Oftentimes people confuse emotional eating with binge eating (a mental health disorder), but the difference is that binge eating disorder is more severe and has specific criteria associated with it. It is defined as eating a large amount of food in a small amount of time, a feeling of being out of control, and is associated with shame, extreme distress, poor self-image, and interferes with daily functioning. Both binge eating and binge eating disorder can be ways to manage emotions. And both can be destructive and cause self-loathing, low self-esteem and health issues.
Typically, emotional eating can be recognized when children are eating continually, eating in secret (you may find food wrappers hidden in their room or car), or eating when they’re not hungry. Children and teens can be susceptible to emotional eating for many reasons such as difficulties expressing themselves, inadequate nutrition, eating mindlessly because they’re distracted, or mental health issues as mentioned above. Stress can also contribute as food can be self-soothing, pleasurable and numbing.
In an effort to help and support your child, it’s important that parents focus their conversations on the family’s (not the child’s) health behaviors, rather than on weight, body shape or size. A 2013 study in JAMA Pediatrics entitled “Parent Conversations About Healthful Eating and Weight: Association with Adolescent Disordered Eating Behavior” found that words, especially from parents, mattered in terms of weight and body issues.
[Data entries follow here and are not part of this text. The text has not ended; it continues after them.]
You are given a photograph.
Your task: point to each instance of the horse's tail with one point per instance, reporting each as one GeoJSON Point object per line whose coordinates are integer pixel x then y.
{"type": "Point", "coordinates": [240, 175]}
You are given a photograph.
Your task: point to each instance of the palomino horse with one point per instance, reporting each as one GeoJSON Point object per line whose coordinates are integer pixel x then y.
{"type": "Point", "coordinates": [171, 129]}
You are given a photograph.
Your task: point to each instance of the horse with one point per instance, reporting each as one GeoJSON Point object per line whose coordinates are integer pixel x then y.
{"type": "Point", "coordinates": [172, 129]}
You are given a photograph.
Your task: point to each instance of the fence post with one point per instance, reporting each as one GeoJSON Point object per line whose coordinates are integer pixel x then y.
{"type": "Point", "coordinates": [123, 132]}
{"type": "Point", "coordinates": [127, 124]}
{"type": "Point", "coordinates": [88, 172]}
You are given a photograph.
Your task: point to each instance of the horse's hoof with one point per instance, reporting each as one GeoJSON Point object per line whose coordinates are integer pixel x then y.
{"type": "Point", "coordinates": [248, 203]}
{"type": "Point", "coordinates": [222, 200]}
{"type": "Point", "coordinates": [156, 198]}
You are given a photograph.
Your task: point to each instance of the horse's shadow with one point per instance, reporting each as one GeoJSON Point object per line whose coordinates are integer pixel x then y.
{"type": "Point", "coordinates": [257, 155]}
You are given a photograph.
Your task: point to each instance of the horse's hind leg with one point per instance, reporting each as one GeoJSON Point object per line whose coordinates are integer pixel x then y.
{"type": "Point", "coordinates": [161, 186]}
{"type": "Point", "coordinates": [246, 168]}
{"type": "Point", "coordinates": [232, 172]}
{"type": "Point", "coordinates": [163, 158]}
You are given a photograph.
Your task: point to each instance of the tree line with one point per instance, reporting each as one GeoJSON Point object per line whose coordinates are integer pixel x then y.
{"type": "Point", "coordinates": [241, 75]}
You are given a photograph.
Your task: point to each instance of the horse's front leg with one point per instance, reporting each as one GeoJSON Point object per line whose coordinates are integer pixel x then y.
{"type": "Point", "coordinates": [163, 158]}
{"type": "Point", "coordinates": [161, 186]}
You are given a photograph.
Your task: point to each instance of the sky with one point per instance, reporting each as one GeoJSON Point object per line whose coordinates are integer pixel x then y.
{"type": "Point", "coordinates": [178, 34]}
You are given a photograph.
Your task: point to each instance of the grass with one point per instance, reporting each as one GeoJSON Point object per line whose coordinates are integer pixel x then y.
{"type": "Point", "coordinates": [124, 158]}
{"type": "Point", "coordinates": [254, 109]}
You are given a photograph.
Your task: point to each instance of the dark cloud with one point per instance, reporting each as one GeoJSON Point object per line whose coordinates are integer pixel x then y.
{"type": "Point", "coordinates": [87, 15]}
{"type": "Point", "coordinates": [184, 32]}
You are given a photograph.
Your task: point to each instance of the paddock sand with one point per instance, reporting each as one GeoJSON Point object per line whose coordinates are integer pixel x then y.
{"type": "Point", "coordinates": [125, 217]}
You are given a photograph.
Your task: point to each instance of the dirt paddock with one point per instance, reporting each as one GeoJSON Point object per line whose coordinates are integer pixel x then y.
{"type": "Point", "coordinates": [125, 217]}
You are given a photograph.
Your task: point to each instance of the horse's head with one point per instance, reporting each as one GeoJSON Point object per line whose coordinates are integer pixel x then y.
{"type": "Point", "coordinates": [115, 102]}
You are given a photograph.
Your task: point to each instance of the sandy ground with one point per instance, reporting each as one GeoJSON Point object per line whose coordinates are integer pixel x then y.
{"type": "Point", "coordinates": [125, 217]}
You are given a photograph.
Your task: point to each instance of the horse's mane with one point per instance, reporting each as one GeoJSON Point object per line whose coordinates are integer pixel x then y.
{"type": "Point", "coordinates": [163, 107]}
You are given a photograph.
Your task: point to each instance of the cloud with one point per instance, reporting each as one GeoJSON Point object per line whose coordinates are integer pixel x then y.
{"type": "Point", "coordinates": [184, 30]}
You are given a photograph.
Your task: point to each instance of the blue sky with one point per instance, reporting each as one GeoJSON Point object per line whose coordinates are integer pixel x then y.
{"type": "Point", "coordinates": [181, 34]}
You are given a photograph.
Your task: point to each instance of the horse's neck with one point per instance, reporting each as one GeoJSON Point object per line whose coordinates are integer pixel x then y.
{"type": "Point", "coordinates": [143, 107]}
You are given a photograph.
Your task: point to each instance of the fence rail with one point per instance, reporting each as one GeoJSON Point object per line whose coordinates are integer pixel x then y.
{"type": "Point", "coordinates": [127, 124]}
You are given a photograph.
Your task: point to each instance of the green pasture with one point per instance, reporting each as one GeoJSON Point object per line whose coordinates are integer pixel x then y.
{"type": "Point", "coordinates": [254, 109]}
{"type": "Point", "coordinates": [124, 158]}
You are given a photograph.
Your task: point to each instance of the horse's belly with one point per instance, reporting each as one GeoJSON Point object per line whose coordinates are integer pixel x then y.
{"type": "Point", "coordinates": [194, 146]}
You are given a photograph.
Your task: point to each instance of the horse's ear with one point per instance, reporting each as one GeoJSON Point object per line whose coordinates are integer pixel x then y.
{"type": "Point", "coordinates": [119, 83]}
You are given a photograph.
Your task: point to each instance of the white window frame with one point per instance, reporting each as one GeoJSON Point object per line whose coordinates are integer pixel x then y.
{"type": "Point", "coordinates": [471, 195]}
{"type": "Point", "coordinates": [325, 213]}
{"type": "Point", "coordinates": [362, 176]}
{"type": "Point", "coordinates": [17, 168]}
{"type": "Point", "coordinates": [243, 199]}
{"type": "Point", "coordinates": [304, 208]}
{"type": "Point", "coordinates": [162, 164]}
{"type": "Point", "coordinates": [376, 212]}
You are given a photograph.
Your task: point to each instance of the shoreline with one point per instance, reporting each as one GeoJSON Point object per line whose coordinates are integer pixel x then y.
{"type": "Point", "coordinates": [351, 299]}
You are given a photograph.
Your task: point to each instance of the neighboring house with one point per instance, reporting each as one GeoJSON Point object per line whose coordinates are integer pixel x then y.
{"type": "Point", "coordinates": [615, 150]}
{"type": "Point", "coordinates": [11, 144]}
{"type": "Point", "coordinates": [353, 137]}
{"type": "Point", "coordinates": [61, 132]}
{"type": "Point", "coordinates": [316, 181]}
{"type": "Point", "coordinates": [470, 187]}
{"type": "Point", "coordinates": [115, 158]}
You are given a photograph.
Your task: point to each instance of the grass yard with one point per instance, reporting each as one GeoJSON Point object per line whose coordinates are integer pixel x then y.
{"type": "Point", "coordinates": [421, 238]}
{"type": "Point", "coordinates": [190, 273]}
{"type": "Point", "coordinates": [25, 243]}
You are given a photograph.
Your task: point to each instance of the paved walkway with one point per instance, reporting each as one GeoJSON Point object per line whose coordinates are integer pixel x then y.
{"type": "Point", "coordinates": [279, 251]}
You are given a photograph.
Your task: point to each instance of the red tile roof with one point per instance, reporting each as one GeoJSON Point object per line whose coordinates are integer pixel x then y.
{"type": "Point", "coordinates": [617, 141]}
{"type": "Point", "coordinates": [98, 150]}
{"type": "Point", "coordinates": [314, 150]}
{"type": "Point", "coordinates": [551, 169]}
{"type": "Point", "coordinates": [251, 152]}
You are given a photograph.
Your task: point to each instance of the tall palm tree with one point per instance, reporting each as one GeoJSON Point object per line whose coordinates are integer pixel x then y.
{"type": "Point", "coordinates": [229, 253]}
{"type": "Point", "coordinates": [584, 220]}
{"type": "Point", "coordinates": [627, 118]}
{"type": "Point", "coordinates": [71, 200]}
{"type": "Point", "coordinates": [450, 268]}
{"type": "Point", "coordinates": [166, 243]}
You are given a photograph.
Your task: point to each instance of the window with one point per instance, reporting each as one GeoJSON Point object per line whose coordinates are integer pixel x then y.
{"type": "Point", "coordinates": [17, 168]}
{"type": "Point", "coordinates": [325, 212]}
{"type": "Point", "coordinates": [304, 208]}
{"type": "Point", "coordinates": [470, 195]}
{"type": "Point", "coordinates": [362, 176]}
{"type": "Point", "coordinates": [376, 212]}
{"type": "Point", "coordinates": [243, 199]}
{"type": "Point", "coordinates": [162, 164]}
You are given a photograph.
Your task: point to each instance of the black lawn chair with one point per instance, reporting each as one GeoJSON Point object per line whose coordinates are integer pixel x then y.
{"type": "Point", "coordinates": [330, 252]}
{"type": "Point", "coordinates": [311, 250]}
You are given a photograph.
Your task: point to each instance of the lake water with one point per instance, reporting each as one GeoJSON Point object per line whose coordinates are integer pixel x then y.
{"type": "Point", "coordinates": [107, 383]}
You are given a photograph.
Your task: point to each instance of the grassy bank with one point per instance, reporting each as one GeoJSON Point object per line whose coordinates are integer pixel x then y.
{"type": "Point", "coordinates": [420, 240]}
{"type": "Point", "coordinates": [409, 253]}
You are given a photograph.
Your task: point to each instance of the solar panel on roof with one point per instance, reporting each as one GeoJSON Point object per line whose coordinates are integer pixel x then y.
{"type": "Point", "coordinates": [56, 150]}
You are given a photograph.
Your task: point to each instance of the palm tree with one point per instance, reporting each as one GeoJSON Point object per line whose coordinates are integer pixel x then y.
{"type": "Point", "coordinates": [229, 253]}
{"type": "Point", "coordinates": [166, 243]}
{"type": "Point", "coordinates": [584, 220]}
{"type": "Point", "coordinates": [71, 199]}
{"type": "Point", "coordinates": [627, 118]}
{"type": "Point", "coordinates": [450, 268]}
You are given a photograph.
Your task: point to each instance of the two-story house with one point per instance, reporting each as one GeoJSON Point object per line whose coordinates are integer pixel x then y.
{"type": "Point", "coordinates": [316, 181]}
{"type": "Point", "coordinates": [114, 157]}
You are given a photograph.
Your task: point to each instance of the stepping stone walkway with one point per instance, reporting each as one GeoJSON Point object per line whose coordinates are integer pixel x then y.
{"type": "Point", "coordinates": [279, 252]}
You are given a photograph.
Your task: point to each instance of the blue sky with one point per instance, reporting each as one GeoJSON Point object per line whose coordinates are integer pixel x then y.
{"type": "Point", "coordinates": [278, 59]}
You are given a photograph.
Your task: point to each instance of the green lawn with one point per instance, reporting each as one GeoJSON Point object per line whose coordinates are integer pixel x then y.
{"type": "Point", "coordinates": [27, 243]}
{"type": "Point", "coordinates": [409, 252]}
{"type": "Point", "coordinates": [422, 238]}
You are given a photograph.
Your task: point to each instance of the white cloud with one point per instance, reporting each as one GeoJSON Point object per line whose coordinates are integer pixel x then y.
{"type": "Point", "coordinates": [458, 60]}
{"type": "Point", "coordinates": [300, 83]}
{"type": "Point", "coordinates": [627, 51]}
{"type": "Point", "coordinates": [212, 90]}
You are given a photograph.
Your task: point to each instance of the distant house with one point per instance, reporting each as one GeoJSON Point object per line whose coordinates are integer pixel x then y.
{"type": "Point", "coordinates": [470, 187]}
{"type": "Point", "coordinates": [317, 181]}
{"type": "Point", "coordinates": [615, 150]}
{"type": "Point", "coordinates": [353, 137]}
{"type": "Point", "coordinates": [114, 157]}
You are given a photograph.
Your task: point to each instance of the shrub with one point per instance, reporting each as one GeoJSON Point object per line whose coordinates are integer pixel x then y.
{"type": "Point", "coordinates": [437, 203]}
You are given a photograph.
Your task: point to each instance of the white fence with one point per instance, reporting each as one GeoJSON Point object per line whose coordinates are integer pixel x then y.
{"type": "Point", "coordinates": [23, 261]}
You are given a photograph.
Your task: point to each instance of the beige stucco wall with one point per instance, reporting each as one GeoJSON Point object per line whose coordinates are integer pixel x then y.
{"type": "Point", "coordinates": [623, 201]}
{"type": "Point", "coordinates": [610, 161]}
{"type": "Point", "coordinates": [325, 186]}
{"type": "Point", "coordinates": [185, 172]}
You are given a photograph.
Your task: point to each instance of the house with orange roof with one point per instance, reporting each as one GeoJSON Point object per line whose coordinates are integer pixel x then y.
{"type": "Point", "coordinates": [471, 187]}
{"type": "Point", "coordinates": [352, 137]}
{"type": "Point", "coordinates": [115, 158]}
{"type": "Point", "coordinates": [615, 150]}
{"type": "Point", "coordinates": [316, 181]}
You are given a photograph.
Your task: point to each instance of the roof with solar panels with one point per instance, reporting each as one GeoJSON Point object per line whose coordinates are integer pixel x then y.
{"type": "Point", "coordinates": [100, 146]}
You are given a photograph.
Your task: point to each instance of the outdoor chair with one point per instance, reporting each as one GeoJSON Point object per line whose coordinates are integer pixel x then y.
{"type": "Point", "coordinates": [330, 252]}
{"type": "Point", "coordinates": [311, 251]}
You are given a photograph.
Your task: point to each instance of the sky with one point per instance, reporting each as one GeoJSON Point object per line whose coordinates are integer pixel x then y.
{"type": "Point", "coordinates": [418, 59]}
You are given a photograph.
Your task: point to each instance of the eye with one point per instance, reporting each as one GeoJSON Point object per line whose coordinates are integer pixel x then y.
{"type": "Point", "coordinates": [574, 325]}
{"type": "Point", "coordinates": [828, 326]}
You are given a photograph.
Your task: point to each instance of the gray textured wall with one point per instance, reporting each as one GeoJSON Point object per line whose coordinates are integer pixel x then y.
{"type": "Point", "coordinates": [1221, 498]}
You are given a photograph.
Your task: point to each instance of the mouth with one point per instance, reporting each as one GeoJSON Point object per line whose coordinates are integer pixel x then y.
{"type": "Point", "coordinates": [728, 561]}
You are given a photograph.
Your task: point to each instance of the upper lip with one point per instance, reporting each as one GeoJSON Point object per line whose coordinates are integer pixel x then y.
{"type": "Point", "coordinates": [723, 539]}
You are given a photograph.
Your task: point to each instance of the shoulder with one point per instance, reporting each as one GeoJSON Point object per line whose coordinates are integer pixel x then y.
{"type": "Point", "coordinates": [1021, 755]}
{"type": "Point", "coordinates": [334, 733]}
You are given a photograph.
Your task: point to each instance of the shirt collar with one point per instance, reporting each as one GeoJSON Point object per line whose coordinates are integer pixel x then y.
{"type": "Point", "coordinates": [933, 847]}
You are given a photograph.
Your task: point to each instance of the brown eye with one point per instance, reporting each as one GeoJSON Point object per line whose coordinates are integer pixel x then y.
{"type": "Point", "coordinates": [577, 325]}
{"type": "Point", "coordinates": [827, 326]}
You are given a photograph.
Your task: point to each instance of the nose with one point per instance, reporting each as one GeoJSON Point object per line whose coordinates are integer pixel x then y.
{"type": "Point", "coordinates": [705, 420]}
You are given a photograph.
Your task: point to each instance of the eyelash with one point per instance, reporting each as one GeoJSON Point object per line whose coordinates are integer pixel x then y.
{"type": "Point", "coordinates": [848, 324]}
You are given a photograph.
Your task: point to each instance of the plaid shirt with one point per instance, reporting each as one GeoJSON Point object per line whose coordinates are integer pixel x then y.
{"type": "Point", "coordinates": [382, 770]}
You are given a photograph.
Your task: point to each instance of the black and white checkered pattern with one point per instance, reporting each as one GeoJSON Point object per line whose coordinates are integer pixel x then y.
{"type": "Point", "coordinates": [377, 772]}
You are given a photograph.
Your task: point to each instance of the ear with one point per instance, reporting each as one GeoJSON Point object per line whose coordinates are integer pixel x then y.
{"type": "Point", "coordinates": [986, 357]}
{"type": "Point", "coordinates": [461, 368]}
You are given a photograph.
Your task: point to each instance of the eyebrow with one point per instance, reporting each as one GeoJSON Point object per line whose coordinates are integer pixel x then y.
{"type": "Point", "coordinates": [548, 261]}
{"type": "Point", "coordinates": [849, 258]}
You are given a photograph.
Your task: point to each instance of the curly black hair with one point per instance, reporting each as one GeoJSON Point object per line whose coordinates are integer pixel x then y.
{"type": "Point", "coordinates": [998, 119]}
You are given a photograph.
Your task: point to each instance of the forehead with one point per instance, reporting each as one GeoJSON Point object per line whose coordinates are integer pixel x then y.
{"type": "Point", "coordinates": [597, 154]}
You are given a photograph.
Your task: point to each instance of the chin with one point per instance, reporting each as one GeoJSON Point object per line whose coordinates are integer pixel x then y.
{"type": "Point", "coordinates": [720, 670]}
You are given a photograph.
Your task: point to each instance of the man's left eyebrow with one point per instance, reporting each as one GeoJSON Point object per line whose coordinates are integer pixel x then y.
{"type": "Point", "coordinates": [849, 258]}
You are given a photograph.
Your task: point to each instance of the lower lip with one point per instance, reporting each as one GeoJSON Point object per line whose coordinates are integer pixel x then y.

“Mothers and fathers who engaged in weight-related conversations had adolescents who were more likely to diet, use unhealthy weight control behaviors, and engage in binge eating,” the study reported. “Overweight/obese adolescents whose mothers engaged in conversations that were focused only on healthful eating behaviors were less likely to diet and use unhealthy weight control behaviors. Both parents engaging in healthy eating conversations had best results.”
Keeping conversations on eating for wellness such as strong bones, muscles and brain power vs. telling them they need to lose weight is critical. Avoiding restrictive eating practices can make children and teens less vulnerable to overeat, and assuring that kids are eating regularly and receiving adequate nutrition can be extremely helpful.
Parents can help their kids learn coping mechanisms for dealing with difficult emotions and social stressors by modeling and suggesting alternative such as listening to music, talking with friends, being active (i.e., swimming, hiking, or playing basketball), and doing things that make them laugh.
If you find that you need support with your loved one who emotional eats, please seek help of a counselor or dietitian who understands eating issues and can guide you.